In discarding photographic reality, Richter deprived his films of perhaps the one thing that moviemakers and moviegoers treasured most: the representation of external reality on screen. And in doing so, Richter was perhaps more subversive than even the most scandalous of Surrealist cinéastes. By reducing his films to simple geometries of black and white, to the building blocks with which representation is achieved (gradients of dark and light), Richter in effect exposed cinema as an illusion, discarded everything that might appeal to popular taste, rejected the notion of filmic “reality,” and yet still managed to create kinetic, highly dynamic cine-paintings whose titular rhythm is difficult not to detect—managed, that is, to create films whose “organised movement” would arouse a heightened awareness, activate critical faculties, and encourage resistance to the banal, the melodramatic, the insensitive.

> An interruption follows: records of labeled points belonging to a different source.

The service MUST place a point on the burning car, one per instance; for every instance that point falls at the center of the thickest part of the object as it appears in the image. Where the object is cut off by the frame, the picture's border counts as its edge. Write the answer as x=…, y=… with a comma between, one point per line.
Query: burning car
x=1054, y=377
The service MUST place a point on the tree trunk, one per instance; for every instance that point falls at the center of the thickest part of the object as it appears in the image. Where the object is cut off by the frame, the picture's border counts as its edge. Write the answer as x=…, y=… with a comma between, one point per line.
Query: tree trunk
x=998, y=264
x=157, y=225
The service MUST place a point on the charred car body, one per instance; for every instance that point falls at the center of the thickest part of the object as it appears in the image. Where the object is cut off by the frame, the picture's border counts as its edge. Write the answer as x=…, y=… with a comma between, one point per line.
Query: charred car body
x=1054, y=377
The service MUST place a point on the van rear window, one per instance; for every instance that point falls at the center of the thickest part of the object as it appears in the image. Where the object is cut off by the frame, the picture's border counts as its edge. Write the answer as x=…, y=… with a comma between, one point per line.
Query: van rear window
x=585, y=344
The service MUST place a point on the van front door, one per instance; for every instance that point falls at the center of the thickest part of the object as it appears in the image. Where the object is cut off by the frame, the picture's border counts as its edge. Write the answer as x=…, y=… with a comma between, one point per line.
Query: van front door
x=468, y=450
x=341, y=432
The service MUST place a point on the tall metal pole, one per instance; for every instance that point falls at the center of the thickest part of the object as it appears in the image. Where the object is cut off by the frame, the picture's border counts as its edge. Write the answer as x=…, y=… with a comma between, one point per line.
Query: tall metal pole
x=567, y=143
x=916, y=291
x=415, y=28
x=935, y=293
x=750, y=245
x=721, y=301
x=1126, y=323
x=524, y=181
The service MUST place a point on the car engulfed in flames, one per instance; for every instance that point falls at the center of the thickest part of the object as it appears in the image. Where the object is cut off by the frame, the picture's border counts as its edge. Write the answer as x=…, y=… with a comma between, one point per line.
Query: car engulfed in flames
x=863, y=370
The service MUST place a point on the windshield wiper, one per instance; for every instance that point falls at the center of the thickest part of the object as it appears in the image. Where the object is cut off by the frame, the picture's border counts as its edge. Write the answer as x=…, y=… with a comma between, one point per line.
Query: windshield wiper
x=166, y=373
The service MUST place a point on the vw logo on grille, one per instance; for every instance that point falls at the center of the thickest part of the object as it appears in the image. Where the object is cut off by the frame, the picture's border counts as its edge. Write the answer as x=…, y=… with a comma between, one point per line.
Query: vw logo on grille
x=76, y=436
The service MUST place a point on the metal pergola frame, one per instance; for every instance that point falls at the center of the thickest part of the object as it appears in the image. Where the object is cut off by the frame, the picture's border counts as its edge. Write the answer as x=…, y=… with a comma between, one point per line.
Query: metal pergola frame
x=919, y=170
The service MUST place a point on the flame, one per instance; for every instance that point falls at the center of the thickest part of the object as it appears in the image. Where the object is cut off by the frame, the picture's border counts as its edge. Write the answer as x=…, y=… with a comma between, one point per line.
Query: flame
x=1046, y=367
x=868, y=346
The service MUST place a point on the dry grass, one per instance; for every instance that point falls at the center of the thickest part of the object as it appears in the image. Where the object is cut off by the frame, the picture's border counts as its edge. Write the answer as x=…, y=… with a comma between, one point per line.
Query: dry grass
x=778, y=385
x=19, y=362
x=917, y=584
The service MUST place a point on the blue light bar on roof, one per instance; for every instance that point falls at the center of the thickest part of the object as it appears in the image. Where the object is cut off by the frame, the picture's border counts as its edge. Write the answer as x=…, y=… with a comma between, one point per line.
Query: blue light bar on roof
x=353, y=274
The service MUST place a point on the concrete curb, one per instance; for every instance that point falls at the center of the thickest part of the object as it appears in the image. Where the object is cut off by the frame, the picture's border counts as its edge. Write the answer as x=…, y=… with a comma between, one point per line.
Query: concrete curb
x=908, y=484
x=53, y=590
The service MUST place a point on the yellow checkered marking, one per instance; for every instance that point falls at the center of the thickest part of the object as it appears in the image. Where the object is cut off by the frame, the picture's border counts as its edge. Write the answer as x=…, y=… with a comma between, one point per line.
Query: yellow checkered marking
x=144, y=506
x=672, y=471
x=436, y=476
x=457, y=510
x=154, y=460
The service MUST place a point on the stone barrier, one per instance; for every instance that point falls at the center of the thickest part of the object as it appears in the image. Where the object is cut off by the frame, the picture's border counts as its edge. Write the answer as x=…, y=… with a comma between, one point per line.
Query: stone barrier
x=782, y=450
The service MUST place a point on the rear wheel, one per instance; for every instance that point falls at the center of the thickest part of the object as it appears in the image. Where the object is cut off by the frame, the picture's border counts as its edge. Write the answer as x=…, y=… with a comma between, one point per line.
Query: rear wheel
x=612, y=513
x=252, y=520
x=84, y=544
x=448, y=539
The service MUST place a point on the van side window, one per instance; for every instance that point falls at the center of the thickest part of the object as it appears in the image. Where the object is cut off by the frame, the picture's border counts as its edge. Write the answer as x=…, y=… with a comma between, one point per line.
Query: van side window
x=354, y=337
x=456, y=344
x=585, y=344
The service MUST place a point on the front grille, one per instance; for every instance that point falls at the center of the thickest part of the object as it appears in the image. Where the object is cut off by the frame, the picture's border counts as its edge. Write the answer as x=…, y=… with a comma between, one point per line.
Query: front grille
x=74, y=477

Hans Richter’s Rhythmus 23 (1923). Image courtesy of the Ruben/Bentson Moving Image Collection
Abstraction, which for Richter arose as “a reaction to the general disintegration of the world around us,” is in these films employed in the most austere manner. But it must be remembered that the corollary to radical abstraction was, for Richter, the possibility for artistic advancements in the wake of the dismemberment of accepted forms:
This dissolution was the ultimate in everything that Dada represented, philosophically and morally; everything must be pulled apart, not a screw left in its customary place, the screw-holes wrenched out of shape, the screw, like man himself, set on its way towards new functions which could only be known after the total negation of everything that had existed before.
Whether Richter’s abstract films constitute a total negation of the history of cinema up until 1921 is, of course, impossible to state with certainty. But it is perhaps fair to contend that they come rather close to doing so. Even more likely is the notion that, having realized abstraction in film to such a radical degree, the artist freed himself to move into the realm of photographic reality, which indeed he did in the aptly titled Filmstudie from 1916. Richter continued to make films into the early 1960s and, over the course of a long life (eventually dying in 1976), he wrote endlessly, often reflecting on his Dada years, always insisting on the contemporary relevance of what the movement meant. Whatever bearing his early abstract films had on his later cinematic endeavors, it is clear that he brought to them his polemical spirit and an astute eye for subversive forms. Dismantlement and regeneration, he understood, worked dialectically: every so often a vicious, derisive laughter was needed to clear the air for new ways of seeing and new modes of expression. “The spirit of dada, whatever it is called,” he wrote in 1957, “is bitterly needed today. Is needed to brace us against the fatal world we presume to understand when we blow it to pieces; […] against the new mystics and the older nonmystics; against the serious concrete-blockbuilders and against the busy cloud magicians; against the world planners and the plumbers, the cheaters and the humorless in art, in film-art, in everything.” A life-long Dadaist, it seems Richter never tired of asserting the importance of art’s ability to poke fun at anybody and everybody who took the world too seriously—an assertion that today seems as necessary as ever.